I was looking to buy a kayak 2 yrs. ago. I was ready to pull the trigger on a Ride 135 and then had the opportunity to use a Hobie Outback for a weekend. I'm 69 and I was looking for stability since I would also be using it in Florida (didn't mind fishing with the gators, just wasn't crazy about swimming with them). Being able to fish hands free was a big plus for me. So I paid the extra $$ and bought an Outback. Not the fastest boat by far but extremely stable, comfortable, and very dry. The best way to make your decision is try as many as you can and then buy what is best for you.
Chuck


----------



## flatlandfishing (Dec 24, 2008)

This is my kayak. I bought it off of craigslist a few years ago. I wish I could buy a hobie but that's a lot of cash.


----------



## Woodsmoke (Sep 27, 2014)

Swamp Monster said:


> Kayak Corral will allow you to demo any of their kayaks. Just call them and see what they have in stock and set up a time weather permitting. They are good people. I purchased my Native from them.

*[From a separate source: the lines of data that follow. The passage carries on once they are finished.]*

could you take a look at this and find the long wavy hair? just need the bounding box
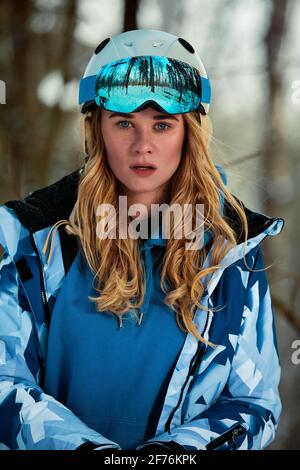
[60,107,248,345]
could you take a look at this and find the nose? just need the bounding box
[131,127,153,154]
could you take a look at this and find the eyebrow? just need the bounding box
[108,112,179,122]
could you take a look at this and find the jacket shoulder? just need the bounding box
[3,169,81,234]
[223,196,285,242]
[0,169,81,259]
[0,205,30,258]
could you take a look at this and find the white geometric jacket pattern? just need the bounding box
[0,169,284,450]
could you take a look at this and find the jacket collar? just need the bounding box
[4,167,280,241]
[5,169,81,233]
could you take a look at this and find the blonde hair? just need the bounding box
[54,107,248,345]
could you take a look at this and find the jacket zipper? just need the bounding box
[164,313,210,433]
[205,422,247,450]
[162,216,281,435]
[29,231,51,326]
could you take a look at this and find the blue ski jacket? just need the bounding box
[0,168,284,450]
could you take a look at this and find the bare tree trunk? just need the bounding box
[262,0,288,263]
[6,1,32,198]
[31,0,78,189]
[123,0,139,31]
[0,0,79,199]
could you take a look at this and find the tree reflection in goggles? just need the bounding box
[85,56,211,115]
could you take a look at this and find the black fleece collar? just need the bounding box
[4,168,277,240]
[5,169,81,233]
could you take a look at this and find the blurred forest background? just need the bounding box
[0,0,299,450]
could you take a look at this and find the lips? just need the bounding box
[130,166,157,176]
[130,163,157,169]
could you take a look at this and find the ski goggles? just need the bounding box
[79,55,211,115]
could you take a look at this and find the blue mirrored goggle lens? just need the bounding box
[92,56,210,114]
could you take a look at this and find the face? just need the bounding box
[100,106,185,211]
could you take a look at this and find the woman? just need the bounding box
[0,29,284,451]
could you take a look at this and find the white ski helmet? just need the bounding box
[79,29,211,115]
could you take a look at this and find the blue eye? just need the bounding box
[118,120,132,129]
[156,123,169,131]
[116,121,170,131]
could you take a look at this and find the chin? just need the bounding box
[125,180,158,192]
[130,187,157,195]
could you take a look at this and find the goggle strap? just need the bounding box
[79,75,97,104]
[200,77,211,104]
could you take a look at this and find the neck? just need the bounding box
[123,184,171,220]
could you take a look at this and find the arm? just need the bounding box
[0,250,121,450]
[137,246,281,450]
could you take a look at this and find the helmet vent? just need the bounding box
[95,37,110,55]
[178,37,195,54]
[124,41,133,46]
[153,41,163,47]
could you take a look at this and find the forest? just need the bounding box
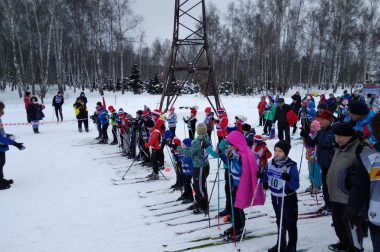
[0,0,379,99]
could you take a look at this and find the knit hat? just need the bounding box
[274,140,291,156]
[108,106,115,112]
[136,110,143,115]
[164,130,174,139]
[96,102,102,107]
[242,123,251,132]
[118,108,124,114]
[204,107,212,114]
[235,115,247,122]
[196,123,207,135]
[173,137,181,146]
[182,138,192,147]
[191,108,197,116]
[318,110,334,122]
[227,124,237,133]
[333,123,354,137]
[349,102,369,116]
[317,103,328,110]
[145,119,155,128]
[217,107,226,115]
[152,109,161,116]
[254,135,265,143]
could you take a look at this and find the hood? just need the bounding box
[226,131,248,152]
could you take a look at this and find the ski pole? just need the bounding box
[278,183,286,252]
[139,146,168,181]
[226,159,236,245]
[207,158,221,222]
[121,158,138,180]
[217,156,221,230]
[298,142,305,174]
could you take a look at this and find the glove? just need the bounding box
[263,183,269,190]
[300,129,308,138]
[256,171,263,179]
[281,172,291,181]
[14,142,25,150]
[6,134,15,140]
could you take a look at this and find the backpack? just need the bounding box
[286,109,298,127]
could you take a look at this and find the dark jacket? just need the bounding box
[27,103,45,121]
[291,93,301,105]
[290,102,301,116]
[73,102,88,119]
[52,95,64,107]
[244,129,256,148]
[78,96,87,104]
[304,125,335,169]
[326,97,337,113]
[273,104,291,125]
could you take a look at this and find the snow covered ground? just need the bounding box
[0,89,373,252]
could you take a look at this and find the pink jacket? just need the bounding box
[226,131,266,209]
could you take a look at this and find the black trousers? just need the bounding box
[207,130,212,138]
[101,124,109,140]
[182,174,193,200]
[272,193,298,251]
[54,106,63,121]
[292,121,297,134]
[130,130,137,158]
[96,120,102,137]
[193,166,210,210]
[151,149,162,174]
[321,166,331,207]
[259,112,264,126]
[78,119,88,130]
[264,120,272,135]
[224,169,232,213]
[231,185,245,230]
[278,123,291,143]
[189,129,195,140]
[111,125,118,142]
[0,152,5,180]
[174,162,184,187]
[332,202,350,248]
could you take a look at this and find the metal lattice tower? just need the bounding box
[159,0,220,113]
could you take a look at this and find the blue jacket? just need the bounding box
[354,110,377,144]
[304,125,335,169]
[342,93,351,101]
[167,112,177,128]
[262,157,299,197]
[180,155,194,176]
[230,152,242,187]
[98,110,109,126]
[0,118,16,152]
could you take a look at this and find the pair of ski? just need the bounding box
[270,210,326,222]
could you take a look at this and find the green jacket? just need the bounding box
[264,104,277,121]
[189,135,212,168]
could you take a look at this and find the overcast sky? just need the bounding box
[134,0,231,46]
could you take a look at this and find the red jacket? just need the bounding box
[216,114,228,137]
[257,101,267,114]
[145,129,161,150]
[155,118,165,135]
[24,96,30,109]
[236,121,244,134]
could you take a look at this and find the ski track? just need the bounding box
[0,90,373,252]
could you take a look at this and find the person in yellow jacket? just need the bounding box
[73,98,89,132]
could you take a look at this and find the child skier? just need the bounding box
[118,109,132,157]
[163,130,182,190]
[261,140,300,252]
[235,115,247,134]
[204,107,215,138]
[144,119,162,180]
[176,138,194,204]
[215,107,228,143]
[167,107,177,136]
[257,96,267,126]
[98,107,110,144]
[0,101,25,190]
[73,97,89,132]
[263,97,277,136]
[108,106,119,145]
[26,96,45,134]
[89,102,103,139]
[242,124,256,148]
[183,108,197,140]
[52,91,64,122]
[252,135,272,171]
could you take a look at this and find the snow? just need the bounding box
[0,89,373,252]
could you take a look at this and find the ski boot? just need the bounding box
[216,209,231,218]
[145,172,155,178]
[223,228,245,242]
[110,140,118,145]
[268,244,285,252]
[181,198,194,204]
[0,180,11,190]
[79,128,83,132]
[147,173,159,181]
[328,242,347,252]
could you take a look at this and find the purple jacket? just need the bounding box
[226,131,266,209]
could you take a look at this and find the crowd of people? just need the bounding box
[1,89,379,252]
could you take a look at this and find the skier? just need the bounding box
[298,99,316,134]
[252,135,272,171]
[118,108,132,156]
[203,107,215,138]
[242,123,256,148]
[215,107,228,143]
[89,102,103,139]
[144,119,162,180]
[0,101,25,190]
[183,108,197,140]
[326,123,364,252]
[348,102,376,144]
[164,130,182,190]
[291,91,301,106]
[52,91,64,122]
[261,140,299,252]
[234,115,247,134]
[263,97,277,136]
[167,107,177,136]
[257,96,267,126]
[301,110,335,215]
[27,96,45,134]
[23,91,31,122]
[73,97,89,132]
[108,106,119,145]
[98,106,109,144]
[176,138,195,204]
[273,98,292,143]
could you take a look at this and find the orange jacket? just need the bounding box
[257,101,267,114]
[216,114,228,137]
[145,129,161,150]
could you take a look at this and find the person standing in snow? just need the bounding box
[77,91,87,105]
[183,108,197,140]
[144,119,162,180]
[23,91,31,122]
[0,101,25,190]
[108,106,119,145]
[261,140,299,252]
[73,97,89,132]
[215,107,228,143]
[52,91,64,122]
[27,96,45,134]
[263,97,277,136]
[234,115,246,134]
[98,107,109,144]
[273,98,292,143]
[242,123,255,148]
[257,96,267,126]
[203,107,215,138]
[167,107,177,136]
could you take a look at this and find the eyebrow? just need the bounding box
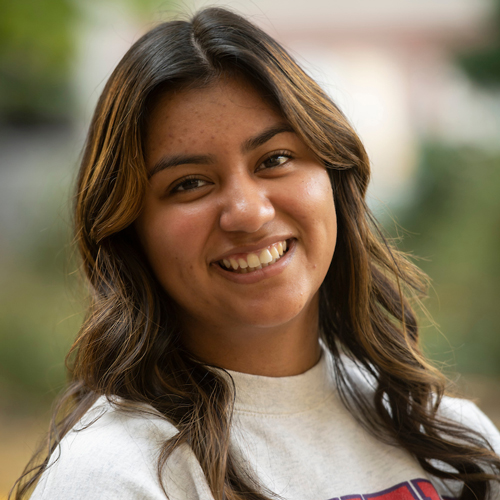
[148,123,295,179]
[148,154,215,179]
[241,123,295,153]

I agree, Kayak Corral ROCKS! They are the only Jackson Kayak dealer in SW Michigan. 2 weeks ago my wife and I set up a demo with them and I bought myself a Jackson Big Rig and the wife got a Jackson Cruise 10. Jackson had instructed all their dealers to have a end of the year 15% off sale. We bought the kayaks, 2 PFDs, 2 Bending Branches paddles and 2 paddle leashes and the sales rep gave us the 15% off our entire purchase. It knocked over $300.00 off the price.


----------



## Frogpoopin (Sep 6, 2006)

I got my cuda down in Indy just across the state line at "Fluid Fun" in Bristol In. Great ppl to work with, no pressure, demoD several hacks before getting the cuda, will defiantly be back, if they don't have it they will order it for you can't say enough about them.


----------



## Northernfisher (Jul 29, 2010)

Sit on top for fishing. That is if you plan to paddle there and wade fish. They also have more useable storage area.


----------